O conhecido provérbio turco — “Quando o machado entrou na floresta, as árvores disseram: o cabo é dos nossos” — ecoa como uma fábula sombria sobre a fragilidade do juízo humano. A floresta, vasta e viva, representa a sociedade; as árvores, enraizadas e múltiplas, somos nós. O machado simboliza o poder que chega não pela força imediata, mas pela aparência de pertença. O cabo de madeira engana: por parecer familiar, a lâmina de ferro passa despercebida.
Há, neste gesto das árvores, uma tragédia silenciosa. O machado não se impõe — é acolhido. Não conquista — é legitimado. A floresta não cai apenas pelos golpes que recebe, mas pela confiança que concede. Confunde-se origem com intenção, semelhança com lealdade. Julga-se o poder pelo discurso e não pelas consequências. E assim, pouco a pouco, a destruição avança com aplausos.

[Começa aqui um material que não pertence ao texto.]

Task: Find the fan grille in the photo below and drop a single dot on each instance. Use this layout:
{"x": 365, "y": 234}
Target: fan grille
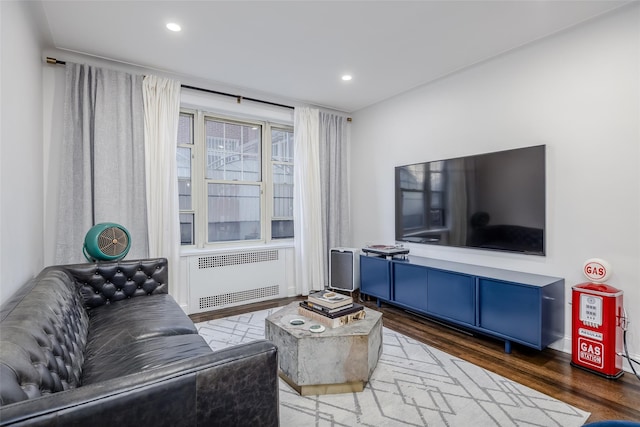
{"x": 113, "y": 241}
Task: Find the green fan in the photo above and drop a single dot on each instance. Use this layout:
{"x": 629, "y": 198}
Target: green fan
{"x": 106, "y": 241}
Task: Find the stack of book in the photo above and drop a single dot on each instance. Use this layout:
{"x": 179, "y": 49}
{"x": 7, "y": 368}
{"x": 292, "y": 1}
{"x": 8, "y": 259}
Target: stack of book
{"x": 331, "y": 308}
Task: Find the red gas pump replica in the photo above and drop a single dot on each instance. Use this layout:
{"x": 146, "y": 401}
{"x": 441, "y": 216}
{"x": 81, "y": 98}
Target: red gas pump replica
{"x": 598, "y": 321}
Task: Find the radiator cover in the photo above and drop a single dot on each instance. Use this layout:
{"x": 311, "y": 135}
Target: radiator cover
{"x": 234, "y": 278}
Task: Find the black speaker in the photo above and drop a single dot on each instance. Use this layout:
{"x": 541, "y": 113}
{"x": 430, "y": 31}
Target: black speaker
{"x": 344, "y": 269}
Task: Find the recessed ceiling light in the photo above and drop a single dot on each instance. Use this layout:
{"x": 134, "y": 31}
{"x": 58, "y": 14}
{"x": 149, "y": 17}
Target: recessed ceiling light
{"x": 172, "y": 26}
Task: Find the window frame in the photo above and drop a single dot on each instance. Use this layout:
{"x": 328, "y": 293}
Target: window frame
{"x": 200, "y": 182}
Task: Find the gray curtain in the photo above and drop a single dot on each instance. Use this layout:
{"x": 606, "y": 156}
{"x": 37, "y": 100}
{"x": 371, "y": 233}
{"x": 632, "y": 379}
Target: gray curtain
{"x": 103, "y": 168}
{"x": 334, "y": 178}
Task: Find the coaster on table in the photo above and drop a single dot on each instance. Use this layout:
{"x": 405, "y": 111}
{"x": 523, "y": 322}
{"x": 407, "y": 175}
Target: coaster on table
{"x": 316, "y": 328}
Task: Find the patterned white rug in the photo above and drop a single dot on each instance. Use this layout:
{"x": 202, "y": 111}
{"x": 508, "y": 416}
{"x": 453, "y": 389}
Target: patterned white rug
{"x": 413, "y": 385}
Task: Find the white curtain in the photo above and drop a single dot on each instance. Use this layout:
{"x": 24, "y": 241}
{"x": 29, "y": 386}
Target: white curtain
{"x": 307, "y": 212}
{"x": 102, "y": 176}
{"x": 334, "y": 178}
{"x": 161, "y": 116}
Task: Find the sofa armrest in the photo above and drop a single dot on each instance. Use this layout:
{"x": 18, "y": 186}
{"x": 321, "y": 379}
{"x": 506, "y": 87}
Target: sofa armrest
{"x": 235, "y": 386}
{"x": 105, "y": 282}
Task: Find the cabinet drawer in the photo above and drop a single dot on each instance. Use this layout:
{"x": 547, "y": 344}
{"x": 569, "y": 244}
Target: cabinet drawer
{"x": 375, "y": 277}
{"x": 451, "y": 295}
{"x": 510, "y": 309}
{"x": 410, "y": 285}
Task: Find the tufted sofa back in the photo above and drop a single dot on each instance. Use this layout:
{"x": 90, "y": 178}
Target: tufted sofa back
{"x": 101, "y": 284}
{"x": 45, "y": 325}
{"x": 43, "y": 334}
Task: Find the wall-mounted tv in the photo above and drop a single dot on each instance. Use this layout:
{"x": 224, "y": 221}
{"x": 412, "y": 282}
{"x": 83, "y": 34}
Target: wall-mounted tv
{"x": 493, "y": 201}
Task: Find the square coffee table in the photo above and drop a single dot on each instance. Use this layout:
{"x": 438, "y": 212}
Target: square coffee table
{"x": 337, "y": 360}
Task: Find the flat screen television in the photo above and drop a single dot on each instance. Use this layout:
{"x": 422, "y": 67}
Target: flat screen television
{"x": 493, "y": 201}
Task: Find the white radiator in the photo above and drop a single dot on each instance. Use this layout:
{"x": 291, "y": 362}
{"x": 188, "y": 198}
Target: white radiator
{"x": 229, "y": 279}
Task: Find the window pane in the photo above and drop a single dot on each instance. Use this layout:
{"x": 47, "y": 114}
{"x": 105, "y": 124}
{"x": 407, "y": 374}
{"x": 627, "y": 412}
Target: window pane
{"x": 282, "y": 191}
{"x": 282, "y": 229}
{"x": 233, "y": 151}
{"x": 185, "y": 129}
{"x": 186, "y": 229}
{"x": 281, "y": 145}
{"x": 183, "y": 157}
{"x": 233, "y": 212}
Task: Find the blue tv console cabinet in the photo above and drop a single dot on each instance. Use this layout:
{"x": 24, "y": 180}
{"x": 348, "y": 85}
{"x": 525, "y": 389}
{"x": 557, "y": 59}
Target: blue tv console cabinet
{"x": 516, "y": 307}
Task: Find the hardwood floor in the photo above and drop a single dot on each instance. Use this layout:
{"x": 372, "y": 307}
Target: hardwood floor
{"x": 547, "y": 371}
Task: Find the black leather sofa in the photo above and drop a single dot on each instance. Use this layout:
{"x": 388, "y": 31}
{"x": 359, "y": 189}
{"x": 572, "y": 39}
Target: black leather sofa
{"x": 106, "y": 345}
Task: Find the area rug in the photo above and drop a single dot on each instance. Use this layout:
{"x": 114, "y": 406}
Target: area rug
{"x": 413, "y": 385}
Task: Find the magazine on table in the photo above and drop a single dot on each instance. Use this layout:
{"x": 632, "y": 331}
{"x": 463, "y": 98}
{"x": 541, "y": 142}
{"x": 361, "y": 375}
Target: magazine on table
{"x": 330, "y": 299}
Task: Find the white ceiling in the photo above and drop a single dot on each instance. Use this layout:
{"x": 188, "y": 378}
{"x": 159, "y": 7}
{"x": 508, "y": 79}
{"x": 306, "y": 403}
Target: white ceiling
{"x": 298, "y": 50}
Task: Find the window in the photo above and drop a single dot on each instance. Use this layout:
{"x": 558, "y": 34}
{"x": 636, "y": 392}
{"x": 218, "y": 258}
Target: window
{"x": 184, "y": 160}
{"x": 235, "y": 180}
{"x": 282, "y": 180}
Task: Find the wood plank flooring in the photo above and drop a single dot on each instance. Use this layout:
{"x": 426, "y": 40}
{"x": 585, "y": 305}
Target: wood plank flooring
{"x": 547, "y": 371}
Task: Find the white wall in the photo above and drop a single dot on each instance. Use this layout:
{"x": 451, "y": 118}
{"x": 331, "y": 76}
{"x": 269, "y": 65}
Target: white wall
{"x": 21, "y": 158}
{"x": 578, "y": 92}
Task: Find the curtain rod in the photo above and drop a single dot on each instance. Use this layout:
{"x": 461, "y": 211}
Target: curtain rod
{"x": 239, "y": 98}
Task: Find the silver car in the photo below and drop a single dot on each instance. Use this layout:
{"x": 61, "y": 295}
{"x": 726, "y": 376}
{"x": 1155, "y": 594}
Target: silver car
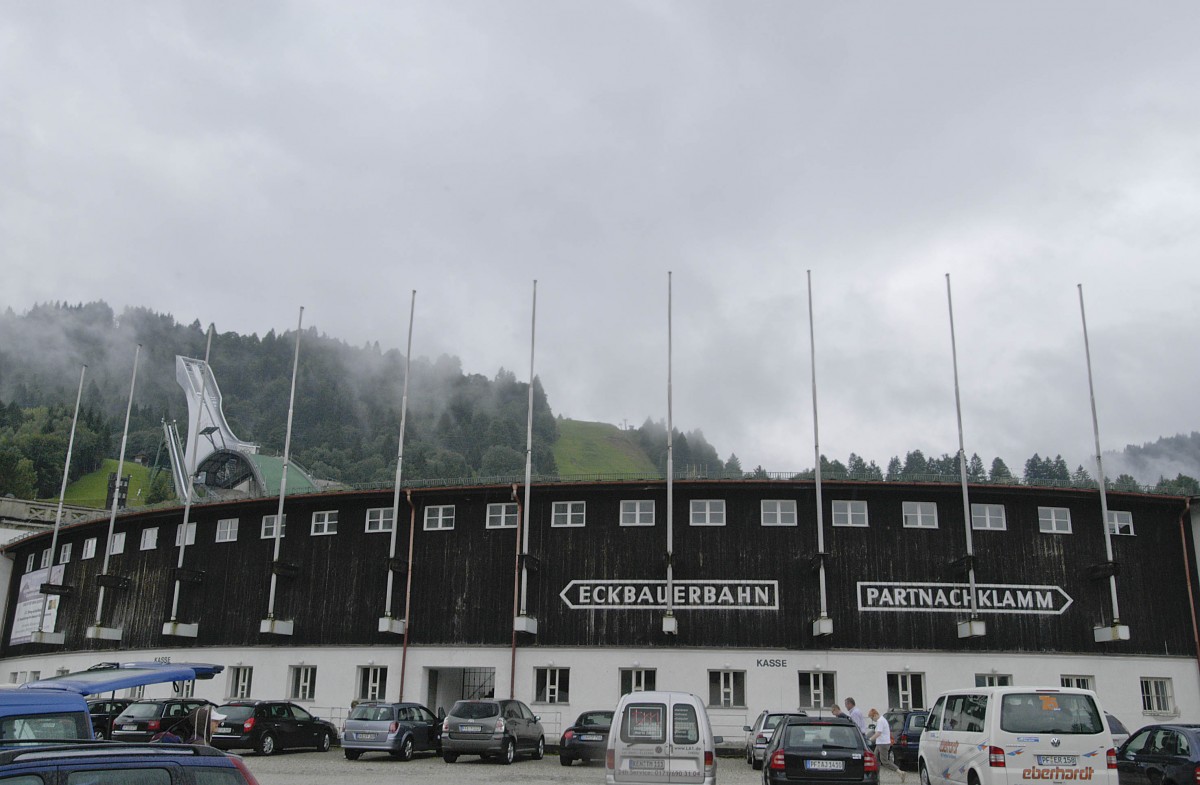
{"x": 492, "y": 729}
{"x": 396, "y": 729}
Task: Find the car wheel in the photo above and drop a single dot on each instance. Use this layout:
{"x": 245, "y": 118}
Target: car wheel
{"x": 267, "y": 744}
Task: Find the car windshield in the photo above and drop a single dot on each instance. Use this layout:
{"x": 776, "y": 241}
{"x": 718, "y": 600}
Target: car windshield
{"x": 475, "y": 709}
{"x": 1050, "y": 713}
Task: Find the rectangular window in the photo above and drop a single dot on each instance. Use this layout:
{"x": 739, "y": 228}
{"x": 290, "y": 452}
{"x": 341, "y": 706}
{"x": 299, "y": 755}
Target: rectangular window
{"x": 269, "y": 527}
{"x": 1054, "y": 520}
{"x": 988, "y": 516}
{"x": 227, "y": 529}
{"x": 906, "y": 690}
{"x": 438, "y": 517}
{"x": 817, "y": 689}
{"x": 779, "y": 511}
{"x": 381, "y": 519}
{"x": 637, "y": 679}
{"x": 726, "y": 689}
{"x": 372, "y": 682}
{"x": 1157, "y": 696}
{"x": 919, "y": 515}
{"x": 846, "y": 513}
{"x": 569, "y": 514}
{"x": 304, "y": 682}
{"x": 502, "y": 515}
{"x": 552, "y": 684}
{"x": 240, "y": 679}
{"x": 191, "y": 533}
{"x": 324, "y": 522}
{"x": 708, "y": 511}
{"x": 149, "y": 539}
{"x": 1121, "y": 522}
{"x": 637, "y": 513}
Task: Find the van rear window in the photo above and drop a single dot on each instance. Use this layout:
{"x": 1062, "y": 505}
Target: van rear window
{"x": 1050, "y": 713}
{"x": 645, "y": 724}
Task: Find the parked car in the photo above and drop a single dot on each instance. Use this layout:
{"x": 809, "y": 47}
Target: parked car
{"x": 819, "y": 749}
{"x": 106, "y": 762}
{"x": 586, "y": 739}
{"x": 270, "y": 726}
{"x": 759, "y": 735}
{"x": 906, "y": 727}
{"x": 396, "y": 729}
{"x": 499, "y": 729}
{"x": 142, "y": 719}
{"x": 1161, "y": 754}
{"x": 103, "y": 711}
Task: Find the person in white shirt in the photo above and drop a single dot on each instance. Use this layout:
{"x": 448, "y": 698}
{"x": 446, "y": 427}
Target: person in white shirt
{"x": 882, "y": 739}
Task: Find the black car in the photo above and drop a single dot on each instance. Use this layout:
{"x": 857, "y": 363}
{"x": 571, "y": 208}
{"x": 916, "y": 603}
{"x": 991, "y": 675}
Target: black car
{"x": 587, "y": 739}
{"x": 143, "y": 719}
{"x": 1159, "y": 754}
{"x": 103, "y": 712}
{"x": 819, "y": 751}
{"x": 906, "y": 726}
{"x": 269, "y": 726}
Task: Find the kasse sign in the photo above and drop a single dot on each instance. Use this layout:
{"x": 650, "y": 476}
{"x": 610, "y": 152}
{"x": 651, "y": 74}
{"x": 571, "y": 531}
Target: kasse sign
{"x": 990, "y": 598}
{"x": 696, "y": 595}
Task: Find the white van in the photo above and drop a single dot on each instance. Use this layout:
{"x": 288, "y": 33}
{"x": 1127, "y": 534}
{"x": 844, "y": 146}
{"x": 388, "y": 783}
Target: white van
{"x": 1017, "y": 736}
{"x": 660, "y": 737}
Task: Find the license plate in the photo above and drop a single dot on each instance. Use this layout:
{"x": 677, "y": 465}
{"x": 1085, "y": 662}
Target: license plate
{"x": 825, "y": 766}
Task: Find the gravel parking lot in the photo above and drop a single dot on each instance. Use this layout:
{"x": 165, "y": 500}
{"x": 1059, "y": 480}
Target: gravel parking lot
{"x": 324, "y": 768}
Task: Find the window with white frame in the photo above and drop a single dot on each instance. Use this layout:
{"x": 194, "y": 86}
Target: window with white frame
{"x": 637, "y": 513}
{"x": 919, "y": 515}
{"x": 850, "y": 513}
{"x": 726, "y": 689}
{"x": 438, "y": 517}
{"x": 502, "y": 515}
{"x": 778, "y": 513}
{"x": 988, "y": 516}
{"x": 708, "y": 511}
{"x": 552, "y": 684}
{"x": 1054, "y": 520}
{"x": 1079, "y": 682}
{"x": 240, "y": 679}
{"x": 1121, "y": 522}
{"x": 324, "y": 522}
{"x": 906, "y": 690}
{"x": 227, "y": 529}
{"x": 569, "y": 514}
{"x": 817, "y": 689}
{"x": 637, "y": 679}
{"x": 269, "y": 527}
{"x": 190, "y": 533}
{"x": 149, "y": 539}
{"x": 1157, "y": 696}
{"x": 303, "y": 679}
{"x": 372, "y": 682}
{"x": 381, "y": 519}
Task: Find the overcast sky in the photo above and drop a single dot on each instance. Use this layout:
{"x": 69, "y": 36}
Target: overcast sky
{"x": 233, "y": 161}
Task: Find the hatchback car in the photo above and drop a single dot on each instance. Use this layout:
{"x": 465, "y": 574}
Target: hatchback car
{"x": 270, "y": 726}
{"x": 819, "y": 750}
{"x": 759, "y": 735}
{"x": 587, "y": 739}
{"x": 396, "y": 729}
{"x": 142, "y": 719}
{"x": 492, "y": 729}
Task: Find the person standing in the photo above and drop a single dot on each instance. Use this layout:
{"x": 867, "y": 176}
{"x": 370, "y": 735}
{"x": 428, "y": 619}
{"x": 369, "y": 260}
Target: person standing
{"x": 882, "y": 739}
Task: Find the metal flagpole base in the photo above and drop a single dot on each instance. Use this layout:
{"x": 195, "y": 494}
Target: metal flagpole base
{"x": 105, "y": 633}
{"x": 390, "y": 624}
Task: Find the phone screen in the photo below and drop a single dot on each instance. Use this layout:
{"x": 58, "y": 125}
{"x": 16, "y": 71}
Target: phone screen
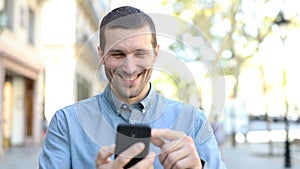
{"x": 127, "y": 135}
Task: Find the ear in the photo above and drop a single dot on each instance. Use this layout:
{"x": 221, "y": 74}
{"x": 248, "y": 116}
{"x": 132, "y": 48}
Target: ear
{"x": 101, "y": 55}
{"x": 156, "y": 50}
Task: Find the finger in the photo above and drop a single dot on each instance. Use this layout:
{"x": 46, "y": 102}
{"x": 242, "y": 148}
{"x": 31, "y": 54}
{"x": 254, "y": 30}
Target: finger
{"x": 167, "y": 134}
{"x": 104, "y": 154}
{"x": 167, "y": 149}
{"x": 124, "y": 157}
{"x": 157, "y": 141}
{"x": 147, "y": 162}
{"x": 173, "y": 157}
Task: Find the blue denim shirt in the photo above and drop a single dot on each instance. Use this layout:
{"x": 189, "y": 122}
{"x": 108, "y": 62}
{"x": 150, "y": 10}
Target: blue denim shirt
{"x": 77, "y": 132}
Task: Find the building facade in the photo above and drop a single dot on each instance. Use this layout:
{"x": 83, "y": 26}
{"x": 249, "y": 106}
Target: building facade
{"x": 70, "y": 40}
{"x": 21, "y": 73}
{"x": 48, "y": 59}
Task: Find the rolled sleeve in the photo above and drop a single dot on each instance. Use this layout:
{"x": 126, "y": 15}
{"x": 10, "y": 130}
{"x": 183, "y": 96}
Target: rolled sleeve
{"x": 56, "y": 151}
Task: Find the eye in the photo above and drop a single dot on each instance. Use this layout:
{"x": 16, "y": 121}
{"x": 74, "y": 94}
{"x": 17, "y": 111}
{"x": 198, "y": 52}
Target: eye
{"x": 117, "y": 54}
{"x": 142, "y": 53}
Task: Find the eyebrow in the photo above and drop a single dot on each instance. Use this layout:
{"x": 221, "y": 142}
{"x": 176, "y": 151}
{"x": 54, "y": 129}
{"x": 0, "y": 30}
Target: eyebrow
{"x": 121, "y": 51}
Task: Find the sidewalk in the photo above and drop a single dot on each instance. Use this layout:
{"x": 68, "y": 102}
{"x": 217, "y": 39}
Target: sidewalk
{"x": 256, "y": 155}
{"x": 244, "y": 156}
{"x": 21, "y": 158}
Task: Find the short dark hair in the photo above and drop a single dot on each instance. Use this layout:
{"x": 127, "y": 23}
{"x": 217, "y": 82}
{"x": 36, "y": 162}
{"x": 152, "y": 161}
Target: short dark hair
{"x": 126, "y": 17}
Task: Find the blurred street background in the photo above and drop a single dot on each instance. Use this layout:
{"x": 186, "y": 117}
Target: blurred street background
{"x": 242, "y": 56}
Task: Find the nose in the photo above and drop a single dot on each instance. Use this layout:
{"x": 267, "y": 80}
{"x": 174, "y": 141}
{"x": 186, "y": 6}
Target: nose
{"x": 129, "y": 64}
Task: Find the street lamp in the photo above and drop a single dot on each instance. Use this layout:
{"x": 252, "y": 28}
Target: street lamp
{"x": 3, "y": 16}
{"x": 282, "y": 23}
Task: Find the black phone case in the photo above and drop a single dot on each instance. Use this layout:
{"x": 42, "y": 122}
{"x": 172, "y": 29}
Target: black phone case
{"x": 127, "y": 135}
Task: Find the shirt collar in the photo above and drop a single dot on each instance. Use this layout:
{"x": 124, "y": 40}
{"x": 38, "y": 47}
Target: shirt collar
{"x": 117, "y": 105}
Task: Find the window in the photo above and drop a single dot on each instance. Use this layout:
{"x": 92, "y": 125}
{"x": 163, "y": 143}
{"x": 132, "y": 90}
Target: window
{"x": 31, "y": 28}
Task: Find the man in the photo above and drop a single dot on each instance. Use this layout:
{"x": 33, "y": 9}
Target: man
{"x": 84, "y": 132}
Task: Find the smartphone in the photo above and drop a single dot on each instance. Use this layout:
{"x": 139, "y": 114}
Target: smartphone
{"x": 127, "y": 135}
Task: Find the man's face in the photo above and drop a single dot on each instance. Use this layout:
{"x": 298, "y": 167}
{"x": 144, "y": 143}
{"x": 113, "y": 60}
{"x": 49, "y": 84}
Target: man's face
{"x": 128, "y": 58}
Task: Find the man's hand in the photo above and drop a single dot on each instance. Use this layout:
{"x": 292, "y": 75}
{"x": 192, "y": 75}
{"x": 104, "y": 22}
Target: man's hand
{"x": 177, "y": 149}
{"x": 103, "y": 160}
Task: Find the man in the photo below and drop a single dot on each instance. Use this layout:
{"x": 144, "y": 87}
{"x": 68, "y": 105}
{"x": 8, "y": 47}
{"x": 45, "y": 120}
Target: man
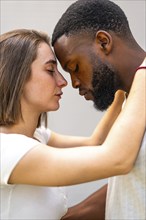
{"x": 93, "y": 42}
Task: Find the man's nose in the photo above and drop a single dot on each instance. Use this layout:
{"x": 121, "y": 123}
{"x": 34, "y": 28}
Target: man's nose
{"x": 61, "y": 81}
{"x": 75, "y": 82}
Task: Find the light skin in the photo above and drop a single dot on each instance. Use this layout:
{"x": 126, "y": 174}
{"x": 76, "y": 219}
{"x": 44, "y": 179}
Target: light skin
{"x": 41, "y": 160}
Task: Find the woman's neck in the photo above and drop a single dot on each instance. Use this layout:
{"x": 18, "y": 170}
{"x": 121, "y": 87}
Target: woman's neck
{"x": 26, "y": 127}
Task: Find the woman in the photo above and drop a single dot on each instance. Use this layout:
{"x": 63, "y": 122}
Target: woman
{"x": 33, "y": 163}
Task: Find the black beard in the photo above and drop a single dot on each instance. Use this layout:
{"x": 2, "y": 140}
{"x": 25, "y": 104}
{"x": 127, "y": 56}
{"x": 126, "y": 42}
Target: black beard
{"x": 105, "y": 83}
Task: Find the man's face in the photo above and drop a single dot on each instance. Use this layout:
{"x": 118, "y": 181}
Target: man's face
{"x": 94, "y": 78}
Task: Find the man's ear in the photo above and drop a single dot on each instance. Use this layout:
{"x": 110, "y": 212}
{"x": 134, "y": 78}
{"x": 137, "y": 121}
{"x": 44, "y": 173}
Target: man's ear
{"x": 104, "y": 41}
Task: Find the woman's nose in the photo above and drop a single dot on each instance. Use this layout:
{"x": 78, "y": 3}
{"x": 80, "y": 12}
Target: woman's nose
{"x": 75, "y": 82}
{"x": 61, "y": 81}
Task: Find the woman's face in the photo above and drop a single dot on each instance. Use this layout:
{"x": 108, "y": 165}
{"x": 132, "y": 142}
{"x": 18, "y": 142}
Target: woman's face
{"x": 43, "y": 90}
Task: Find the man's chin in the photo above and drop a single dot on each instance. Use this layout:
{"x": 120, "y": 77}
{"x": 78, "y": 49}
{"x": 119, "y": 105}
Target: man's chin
{"x": 89, "y": 96}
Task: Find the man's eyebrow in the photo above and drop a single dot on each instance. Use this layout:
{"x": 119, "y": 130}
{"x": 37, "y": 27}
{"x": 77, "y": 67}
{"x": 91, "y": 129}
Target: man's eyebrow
{"x": 51, "y": 61}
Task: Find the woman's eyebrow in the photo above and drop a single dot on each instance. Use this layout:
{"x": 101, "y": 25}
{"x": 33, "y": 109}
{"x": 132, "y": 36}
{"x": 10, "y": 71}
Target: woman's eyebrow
{"x": 51, "y": 61}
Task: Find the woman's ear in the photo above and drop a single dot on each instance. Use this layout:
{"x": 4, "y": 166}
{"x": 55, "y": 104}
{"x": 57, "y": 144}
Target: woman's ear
{"x": 104, "y": 41}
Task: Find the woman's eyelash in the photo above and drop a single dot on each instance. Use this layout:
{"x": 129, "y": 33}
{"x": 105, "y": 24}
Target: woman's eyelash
{"x": 51, "y": 71}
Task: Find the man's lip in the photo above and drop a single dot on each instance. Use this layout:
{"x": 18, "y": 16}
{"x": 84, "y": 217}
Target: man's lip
{"x": 87, "y": 94}
{"x": 82, "y": 92}
{"x": 59, "y": 94}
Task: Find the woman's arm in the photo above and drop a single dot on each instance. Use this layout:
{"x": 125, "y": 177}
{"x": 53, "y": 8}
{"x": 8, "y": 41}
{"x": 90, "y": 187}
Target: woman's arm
{"x": 50, "y": 166}
{"x": 100, "y": 132}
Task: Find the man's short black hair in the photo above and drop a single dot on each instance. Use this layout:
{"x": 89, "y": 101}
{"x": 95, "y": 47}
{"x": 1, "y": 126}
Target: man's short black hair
{"x": 89, "y": 16}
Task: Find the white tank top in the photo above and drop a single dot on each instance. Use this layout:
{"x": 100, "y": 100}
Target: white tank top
{"x": 25, "y": 201}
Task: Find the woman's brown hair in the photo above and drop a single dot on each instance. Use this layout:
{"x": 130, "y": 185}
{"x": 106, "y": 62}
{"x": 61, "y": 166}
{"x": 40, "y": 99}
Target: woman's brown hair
{"x": 18, "y": 49}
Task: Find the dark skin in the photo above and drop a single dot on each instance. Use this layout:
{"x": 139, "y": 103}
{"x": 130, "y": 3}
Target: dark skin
{"x": 89, "y": 209}
{"x": 74, "y": 54}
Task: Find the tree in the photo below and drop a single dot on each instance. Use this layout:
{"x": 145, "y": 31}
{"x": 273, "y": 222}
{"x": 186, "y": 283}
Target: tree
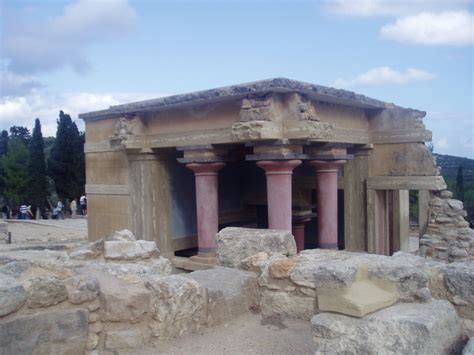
{"x": 3, "y": 143}
{"x": 21, "y": 133}
{"x": 15, "y": 172}
{"x": 38, "y": 191}
{"x": 459, "y": 192}
{"x": 66, "y": 162}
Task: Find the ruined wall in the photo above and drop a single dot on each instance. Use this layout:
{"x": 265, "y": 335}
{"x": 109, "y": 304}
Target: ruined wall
{"x": 448, "y": 237}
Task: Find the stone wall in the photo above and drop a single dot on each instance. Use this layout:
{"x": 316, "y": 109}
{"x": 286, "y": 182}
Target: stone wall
{"x": 448, "y": 237}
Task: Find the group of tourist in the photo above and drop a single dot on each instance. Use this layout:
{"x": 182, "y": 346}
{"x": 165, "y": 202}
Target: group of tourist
{"x": 25, "y": 210}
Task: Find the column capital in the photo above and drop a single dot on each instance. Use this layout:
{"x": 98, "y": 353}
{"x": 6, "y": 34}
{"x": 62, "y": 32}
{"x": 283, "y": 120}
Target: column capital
{"x": 326, "y": 166}
{"x": 278, "y": 166}
{"x": 205, "y": 168}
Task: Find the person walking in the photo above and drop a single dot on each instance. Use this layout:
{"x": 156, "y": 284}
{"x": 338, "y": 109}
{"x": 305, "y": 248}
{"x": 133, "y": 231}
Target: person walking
{"x": 59, "y": 208}
{"x": 73, "y": 207}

Essa dinâmica ajuda a compreender porque tantas sociedades apoiam ideias, líderes ou decisões que agem contra os seus próprios interesses. A sedução da identidade, da proximidade simbólica ou do “ser como nós” substitui o exame racional. Não se pergunta o que faz o machado; pergunta-se apenas de onde vem o seu cabo.
Hannah Arendt oferece uma chave essencial para esta leitura ao afirmar: “O poder corresponde à capacidade humana não apenas de agir, mas de agir em conjunto” (Sobre a Violência). O machado só se torna verdadeiramente poderoso porque a floresta, ainda que sem plena consciência, age em conjunto ao aceitá-lo. O poder não nasce isolado; nasce do consentimento, explícito ou tácito, daqueles que o sustentam.
Sob uma perspetiva estoica, o provérbio assume o tom de advertência moral. Marco Aurélio escreve: “Se te afliges por algo externo, não é isso que te perturba, mas o teu juízo sobre isso”. As árvores erram no juízo antes de sofrerem o corte. Ao abdicar da razão crítica e seguir a emoção coletiva, colaboram com a própria queda. Para os estóicos, a liberdade interior exige vigilância constante sobre aquilo a que se concede apoio.
Também Sêneca reforça esse alerta ao lembrar que “não é porque as coisas são difíceis que não ousamos; é porque não ousamos que elas são difíceis”. Ousar, neste contexto, é questionar, resistir à facilidade das aparências e recusar a tranquilidade enganadora do consenso.
Assim, Quando a Floresta Aplaudiu o Machado não é apenas uma metáfora sobre poder, mas sobre responsabilidade. Recorda-nos que a verdadeira ameaça raramente chega como inimiga declarada; muitas vezes, apresenta-se como parte do grupo. E quando a razão se cala, até a floresta aprende — tarde demais — que nem tudo o que parece “dos nossos” está do nosso lado.